T`was the first of december...

and all through the house, 3 hairy creatures stirring and mess of fur round the place. I vacuum daily, and have put a barrier around the christmas tree to diminish the spread of needles and save the rest of my ornaments (as three have been lost to the giant tail). And now the christmas baking has started we've made pumpkin pies, and pecan pies and cookies will be tonight. And this weekend will be the Pizelles and I have to try out the new bundt cake form I got for christmas from the mil. It shaped like a chrysanthemum, beautiful! I think a dark chocolate cake with some pretty sprinkled confections on it, might be nice. Plus, I'm thinking about getting a cookie press, and a whipper. Because fresh whip cream is just so much tastier than cool whip and whippers are just so speedy!

We came into a little play money which allowed us to pay our last credit card off, put some emergency cash into savings, purchase a new couch and new tires for the subaru.
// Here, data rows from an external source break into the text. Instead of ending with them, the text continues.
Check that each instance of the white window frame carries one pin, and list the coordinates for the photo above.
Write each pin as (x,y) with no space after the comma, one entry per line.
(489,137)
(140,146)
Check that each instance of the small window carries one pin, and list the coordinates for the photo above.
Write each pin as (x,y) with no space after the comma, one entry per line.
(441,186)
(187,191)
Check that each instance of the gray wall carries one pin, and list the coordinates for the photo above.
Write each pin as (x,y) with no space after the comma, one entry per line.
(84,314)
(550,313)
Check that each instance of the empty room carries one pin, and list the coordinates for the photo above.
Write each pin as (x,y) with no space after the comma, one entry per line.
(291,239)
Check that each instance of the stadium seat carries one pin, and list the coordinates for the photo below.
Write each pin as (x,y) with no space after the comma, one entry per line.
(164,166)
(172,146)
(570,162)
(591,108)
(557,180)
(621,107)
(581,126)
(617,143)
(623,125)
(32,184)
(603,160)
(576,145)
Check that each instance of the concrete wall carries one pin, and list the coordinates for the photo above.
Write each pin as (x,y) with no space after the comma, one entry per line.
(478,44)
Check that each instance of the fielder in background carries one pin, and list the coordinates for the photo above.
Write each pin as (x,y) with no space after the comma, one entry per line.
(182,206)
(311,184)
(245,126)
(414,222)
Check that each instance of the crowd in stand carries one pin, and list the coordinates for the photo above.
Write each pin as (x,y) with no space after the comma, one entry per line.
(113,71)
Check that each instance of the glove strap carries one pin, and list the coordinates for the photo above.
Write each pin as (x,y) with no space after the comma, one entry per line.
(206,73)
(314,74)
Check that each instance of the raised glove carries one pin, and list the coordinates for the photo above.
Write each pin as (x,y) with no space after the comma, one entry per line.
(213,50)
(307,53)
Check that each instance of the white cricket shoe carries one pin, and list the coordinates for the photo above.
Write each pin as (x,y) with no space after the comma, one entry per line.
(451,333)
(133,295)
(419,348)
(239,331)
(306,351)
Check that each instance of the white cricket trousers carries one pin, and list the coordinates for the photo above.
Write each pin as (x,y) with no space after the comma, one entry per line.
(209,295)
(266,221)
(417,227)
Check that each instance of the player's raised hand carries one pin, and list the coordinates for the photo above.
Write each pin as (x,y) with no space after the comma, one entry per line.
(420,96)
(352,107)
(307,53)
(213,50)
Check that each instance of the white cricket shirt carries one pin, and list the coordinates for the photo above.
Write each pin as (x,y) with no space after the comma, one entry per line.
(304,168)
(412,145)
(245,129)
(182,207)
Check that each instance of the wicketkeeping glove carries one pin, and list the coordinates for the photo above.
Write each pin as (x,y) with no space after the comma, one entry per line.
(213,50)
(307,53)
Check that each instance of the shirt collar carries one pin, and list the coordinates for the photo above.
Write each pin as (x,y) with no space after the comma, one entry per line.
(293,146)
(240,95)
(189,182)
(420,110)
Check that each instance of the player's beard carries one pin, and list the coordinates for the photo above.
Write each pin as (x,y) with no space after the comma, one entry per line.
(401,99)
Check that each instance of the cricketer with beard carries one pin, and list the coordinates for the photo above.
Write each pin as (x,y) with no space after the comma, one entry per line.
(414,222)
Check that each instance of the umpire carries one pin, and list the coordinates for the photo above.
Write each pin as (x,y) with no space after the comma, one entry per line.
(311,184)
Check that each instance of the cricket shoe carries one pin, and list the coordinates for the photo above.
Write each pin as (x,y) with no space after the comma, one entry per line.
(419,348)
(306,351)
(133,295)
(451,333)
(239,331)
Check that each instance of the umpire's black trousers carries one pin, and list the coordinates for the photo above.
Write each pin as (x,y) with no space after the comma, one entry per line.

We have designated some christmas cash and the Huz has picked out a new Chainsaw which I'm sure I will be enjoying the benefits of this spring. It was kind of perfect timing as we were getting a little nervous about the vacation, and christmas and the huz not having vacation time yet. But as always, things seem to work out. But of course, now it is gone just as fast as it came.

Well, I put the Loreena McKennitt- Winter garden album on and will now plod along on all the busy work sitting here at my desk. Have a beautiful first of december day!